Note: This is what happens when you take CS 3410 a.k.a. Computer System Organization and Programming a.k.a. Lighting Yourself on Fire. Just be thankful I didn’t also write out stats in hexadecimal. 

(2) If two captains were drafting teams for a pickup game out of all NBA players, I’m not sure Westbrook would get picked in the top five. I think the first three goes LeBron (duh), Durant (only guy who can go toe-to-toe with LeBron at that position), Curry (creates so much space for everyone else on the floor). It gets tough after that, but unless Westbrook is dominating the ball the way he is in Oklahoma City this year, I think Harden and Kawhi are simply better players. There’s this notion that Harden’s prolific season is just the product of coach Mike D’Antoni’s system (I love our standards for NBA coaches… ignoring defense and giving the ball to your best offensive player constitutes a “system”) and that Kawhi’s success is because of the culture of the Spurs’ organization, but aren’t Westbrook’s outrageous numbers just as much a product of him having to do absolutely everything for his team?
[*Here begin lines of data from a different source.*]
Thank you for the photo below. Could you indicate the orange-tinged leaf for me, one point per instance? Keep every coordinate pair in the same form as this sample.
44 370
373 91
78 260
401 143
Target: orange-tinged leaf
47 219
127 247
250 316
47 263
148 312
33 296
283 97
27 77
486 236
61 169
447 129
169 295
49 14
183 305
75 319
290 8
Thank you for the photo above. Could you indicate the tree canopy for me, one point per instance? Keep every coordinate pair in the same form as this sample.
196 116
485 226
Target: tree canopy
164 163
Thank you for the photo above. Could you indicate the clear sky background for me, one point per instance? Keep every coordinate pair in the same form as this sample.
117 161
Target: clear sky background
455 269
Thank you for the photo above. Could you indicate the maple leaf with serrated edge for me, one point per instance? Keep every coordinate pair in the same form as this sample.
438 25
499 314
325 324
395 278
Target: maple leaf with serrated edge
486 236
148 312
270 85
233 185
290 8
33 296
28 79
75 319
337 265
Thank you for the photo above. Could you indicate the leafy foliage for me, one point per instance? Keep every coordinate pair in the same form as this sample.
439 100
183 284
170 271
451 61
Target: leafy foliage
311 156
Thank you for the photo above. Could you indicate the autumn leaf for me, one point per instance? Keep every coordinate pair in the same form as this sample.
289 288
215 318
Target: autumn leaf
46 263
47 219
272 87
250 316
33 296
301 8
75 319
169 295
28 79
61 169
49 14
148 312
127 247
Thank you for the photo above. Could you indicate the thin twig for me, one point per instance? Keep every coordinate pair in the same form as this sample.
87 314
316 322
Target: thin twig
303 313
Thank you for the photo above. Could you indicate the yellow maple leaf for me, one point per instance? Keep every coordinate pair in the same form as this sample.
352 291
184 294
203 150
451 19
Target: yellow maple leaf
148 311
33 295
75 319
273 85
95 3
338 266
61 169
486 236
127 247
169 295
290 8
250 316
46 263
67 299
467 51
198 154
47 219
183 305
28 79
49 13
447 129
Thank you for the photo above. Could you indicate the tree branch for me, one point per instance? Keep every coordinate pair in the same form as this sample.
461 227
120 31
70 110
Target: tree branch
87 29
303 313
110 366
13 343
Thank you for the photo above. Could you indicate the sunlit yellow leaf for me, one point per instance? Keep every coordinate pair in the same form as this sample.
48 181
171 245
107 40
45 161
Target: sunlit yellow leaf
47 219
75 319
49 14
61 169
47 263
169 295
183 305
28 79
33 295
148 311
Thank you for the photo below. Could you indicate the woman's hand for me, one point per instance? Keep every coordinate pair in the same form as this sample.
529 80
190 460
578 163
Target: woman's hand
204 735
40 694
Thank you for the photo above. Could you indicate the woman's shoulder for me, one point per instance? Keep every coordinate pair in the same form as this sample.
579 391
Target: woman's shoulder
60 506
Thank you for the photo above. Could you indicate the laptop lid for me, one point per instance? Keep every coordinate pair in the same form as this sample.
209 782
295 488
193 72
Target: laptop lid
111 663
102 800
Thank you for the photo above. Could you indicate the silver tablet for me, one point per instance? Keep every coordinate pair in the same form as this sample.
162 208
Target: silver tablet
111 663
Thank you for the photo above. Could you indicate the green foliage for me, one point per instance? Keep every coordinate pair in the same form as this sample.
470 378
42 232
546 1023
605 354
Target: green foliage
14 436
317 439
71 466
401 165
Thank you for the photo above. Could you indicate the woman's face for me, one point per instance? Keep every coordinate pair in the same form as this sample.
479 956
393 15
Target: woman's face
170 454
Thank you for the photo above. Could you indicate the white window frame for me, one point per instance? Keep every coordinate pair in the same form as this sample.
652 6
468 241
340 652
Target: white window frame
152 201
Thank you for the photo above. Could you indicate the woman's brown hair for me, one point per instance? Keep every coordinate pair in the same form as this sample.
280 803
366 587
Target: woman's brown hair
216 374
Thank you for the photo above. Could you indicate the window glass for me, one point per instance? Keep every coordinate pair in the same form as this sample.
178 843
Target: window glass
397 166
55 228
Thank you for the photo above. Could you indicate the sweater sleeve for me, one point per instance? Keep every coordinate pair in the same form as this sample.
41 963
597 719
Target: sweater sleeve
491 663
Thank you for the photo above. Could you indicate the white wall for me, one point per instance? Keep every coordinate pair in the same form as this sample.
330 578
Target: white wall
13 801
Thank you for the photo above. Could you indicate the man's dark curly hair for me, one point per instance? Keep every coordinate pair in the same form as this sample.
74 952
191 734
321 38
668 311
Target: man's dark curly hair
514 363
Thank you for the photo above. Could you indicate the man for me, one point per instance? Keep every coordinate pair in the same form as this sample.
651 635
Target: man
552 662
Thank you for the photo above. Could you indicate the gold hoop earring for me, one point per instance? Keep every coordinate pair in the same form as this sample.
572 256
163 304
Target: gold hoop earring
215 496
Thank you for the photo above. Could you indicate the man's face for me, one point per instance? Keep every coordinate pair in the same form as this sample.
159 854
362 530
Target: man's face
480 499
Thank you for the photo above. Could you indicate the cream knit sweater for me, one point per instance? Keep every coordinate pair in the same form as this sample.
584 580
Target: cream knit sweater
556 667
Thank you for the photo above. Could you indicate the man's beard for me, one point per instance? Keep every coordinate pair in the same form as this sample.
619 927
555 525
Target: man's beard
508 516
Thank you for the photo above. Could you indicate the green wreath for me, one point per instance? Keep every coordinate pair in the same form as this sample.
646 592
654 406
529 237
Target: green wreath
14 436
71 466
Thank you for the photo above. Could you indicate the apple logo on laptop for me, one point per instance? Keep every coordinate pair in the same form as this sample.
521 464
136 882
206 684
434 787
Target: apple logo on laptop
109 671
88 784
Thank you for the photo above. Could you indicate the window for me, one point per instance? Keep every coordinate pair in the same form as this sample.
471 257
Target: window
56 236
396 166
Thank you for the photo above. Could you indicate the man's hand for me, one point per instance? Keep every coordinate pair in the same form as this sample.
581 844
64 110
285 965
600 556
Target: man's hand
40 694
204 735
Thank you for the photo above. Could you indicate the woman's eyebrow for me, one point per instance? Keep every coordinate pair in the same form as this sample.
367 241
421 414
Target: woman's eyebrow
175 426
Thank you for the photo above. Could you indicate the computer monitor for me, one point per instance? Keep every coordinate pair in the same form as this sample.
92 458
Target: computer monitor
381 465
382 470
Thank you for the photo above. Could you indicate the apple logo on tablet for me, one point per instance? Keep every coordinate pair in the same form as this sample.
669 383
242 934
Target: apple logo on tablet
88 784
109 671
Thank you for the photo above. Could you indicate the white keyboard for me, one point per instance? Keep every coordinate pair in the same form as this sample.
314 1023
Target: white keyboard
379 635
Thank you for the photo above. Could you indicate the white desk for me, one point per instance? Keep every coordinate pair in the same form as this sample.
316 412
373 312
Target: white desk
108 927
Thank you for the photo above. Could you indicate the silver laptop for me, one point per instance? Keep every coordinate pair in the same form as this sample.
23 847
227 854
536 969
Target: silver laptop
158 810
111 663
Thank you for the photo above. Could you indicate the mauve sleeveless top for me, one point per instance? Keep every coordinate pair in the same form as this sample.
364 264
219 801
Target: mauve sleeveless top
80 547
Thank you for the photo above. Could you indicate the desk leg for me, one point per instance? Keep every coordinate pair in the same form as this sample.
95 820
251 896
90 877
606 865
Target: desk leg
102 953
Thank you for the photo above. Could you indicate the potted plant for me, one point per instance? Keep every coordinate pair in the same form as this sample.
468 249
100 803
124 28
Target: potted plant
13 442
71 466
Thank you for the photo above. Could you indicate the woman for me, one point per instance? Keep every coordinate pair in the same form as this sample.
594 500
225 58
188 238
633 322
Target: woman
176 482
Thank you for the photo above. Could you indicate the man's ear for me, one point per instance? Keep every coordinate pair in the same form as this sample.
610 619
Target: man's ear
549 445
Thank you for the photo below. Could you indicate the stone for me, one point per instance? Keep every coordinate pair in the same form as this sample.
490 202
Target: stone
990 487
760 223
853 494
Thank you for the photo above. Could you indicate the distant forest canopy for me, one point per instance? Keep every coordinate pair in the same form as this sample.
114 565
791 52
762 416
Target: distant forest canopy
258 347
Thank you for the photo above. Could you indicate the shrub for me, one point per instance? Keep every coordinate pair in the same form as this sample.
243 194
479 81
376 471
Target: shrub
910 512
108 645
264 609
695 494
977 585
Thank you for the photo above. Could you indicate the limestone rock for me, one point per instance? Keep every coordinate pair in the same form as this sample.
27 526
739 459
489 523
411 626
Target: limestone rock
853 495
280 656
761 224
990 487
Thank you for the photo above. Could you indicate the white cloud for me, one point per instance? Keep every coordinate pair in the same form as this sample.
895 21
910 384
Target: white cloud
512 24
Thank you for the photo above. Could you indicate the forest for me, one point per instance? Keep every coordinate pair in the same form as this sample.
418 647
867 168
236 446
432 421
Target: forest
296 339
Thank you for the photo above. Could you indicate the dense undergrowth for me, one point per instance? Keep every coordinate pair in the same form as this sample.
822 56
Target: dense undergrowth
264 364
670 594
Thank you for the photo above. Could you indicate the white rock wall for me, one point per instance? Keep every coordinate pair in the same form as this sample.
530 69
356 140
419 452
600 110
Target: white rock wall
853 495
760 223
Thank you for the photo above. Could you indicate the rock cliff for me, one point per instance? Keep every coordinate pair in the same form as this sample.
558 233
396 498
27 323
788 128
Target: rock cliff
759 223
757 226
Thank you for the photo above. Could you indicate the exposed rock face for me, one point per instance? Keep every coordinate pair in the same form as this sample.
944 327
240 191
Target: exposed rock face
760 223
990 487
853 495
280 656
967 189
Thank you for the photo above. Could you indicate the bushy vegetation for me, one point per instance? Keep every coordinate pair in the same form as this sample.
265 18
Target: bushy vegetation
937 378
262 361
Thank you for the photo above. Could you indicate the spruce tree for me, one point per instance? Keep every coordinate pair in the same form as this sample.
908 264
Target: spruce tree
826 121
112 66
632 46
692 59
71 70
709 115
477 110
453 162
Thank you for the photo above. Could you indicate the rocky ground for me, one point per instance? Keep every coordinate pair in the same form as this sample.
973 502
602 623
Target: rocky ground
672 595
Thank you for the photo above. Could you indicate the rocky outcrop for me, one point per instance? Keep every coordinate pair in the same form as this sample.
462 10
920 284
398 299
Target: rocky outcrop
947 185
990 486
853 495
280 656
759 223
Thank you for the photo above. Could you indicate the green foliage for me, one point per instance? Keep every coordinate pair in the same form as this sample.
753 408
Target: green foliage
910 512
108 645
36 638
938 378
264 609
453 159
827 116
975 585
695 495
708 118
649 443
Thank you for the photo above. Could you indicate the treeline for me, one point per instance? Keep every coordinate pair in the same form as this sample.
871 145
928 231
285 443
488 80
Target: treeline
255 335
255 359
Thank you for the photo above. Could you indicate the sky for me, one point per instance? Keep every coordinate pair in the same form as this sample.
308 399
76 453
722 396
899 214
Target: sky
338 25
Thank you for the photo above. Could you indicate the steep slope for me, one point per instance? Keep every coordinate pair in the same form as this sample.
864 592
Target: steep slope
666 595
russell-westbrook-james-harden-960

 

Option 3: Give it to Joel Embiid

He only played 31 games, but in those games he averaged 29 points, 11 rebounds and 3 blocks per 36 minutes. You want to guess the list of players in NBA history who have averaged 28-10-3 per 36 minutes in a season? It’s Joel Embiid. I don’t care how many games he played. How do you not vote for the second coming of Hakeem Olajuwon who can hit spot-up threes and has back-to-back “i”s in his name?

The current favorite to win the award is Embiid’s teammate Dario Saric. He has a smooth, classic shooting guard’s game inside a 6’10’’ body, but man is it hard to justify giving an award for best rookie in the entire league to someone who literally everyone agrees wasn’t the best rookie on his own team.


Option 4: Give it to Ben Simmons

Ben Simmons sat out the whole season with an injury, but I think we can all agree that he would have the been the best rookie had he played. This is the point in the article when you realize that the 76ers are probably going to trot out a lineup of Ben Simmons, Dario Saric, Joel Embiid and two top lottery picks next year. This is the point where, if you’re a fan of any other NBA team, you take a drink. And if you’re a Knicks fan, you take another drink, simply because you’re a Knicks fan.  


Option 5: Give it to Gregg Popovich

I’d give to Pop mostly just to see what he’d do with it (probably immediately throw it in the garbage), but also because he’s been grossly under-trophied throughout his career. He’s unlikely to win Coach of the Year this season despite the fact that he won 61 games with one All-Star, and despite the fact that HE SHOULD WIN COACH OF THE YEAR EVERY YEAR. It’s like the argument that LeBron should win MVP every year because he’s the best player, only coaching ability isn’t something where your athleticism and skill-set evolves over time. Sure, coaches adjust their strategies based on roster changes, player development and league-wide trends, but basically if you’re a great coach you’re a great coach, and Popovich has quite literally been the best coach in the NBA since I was born. “Top 5 Seasons That Popovich Should Have Won Coach of the Year But Didn’t” is definitely on my list of the top five listicles that I want to write but definitely won’t.

 

Option 6: Give it to Donald Trump

Sean Spicer would probably say that he won MVP.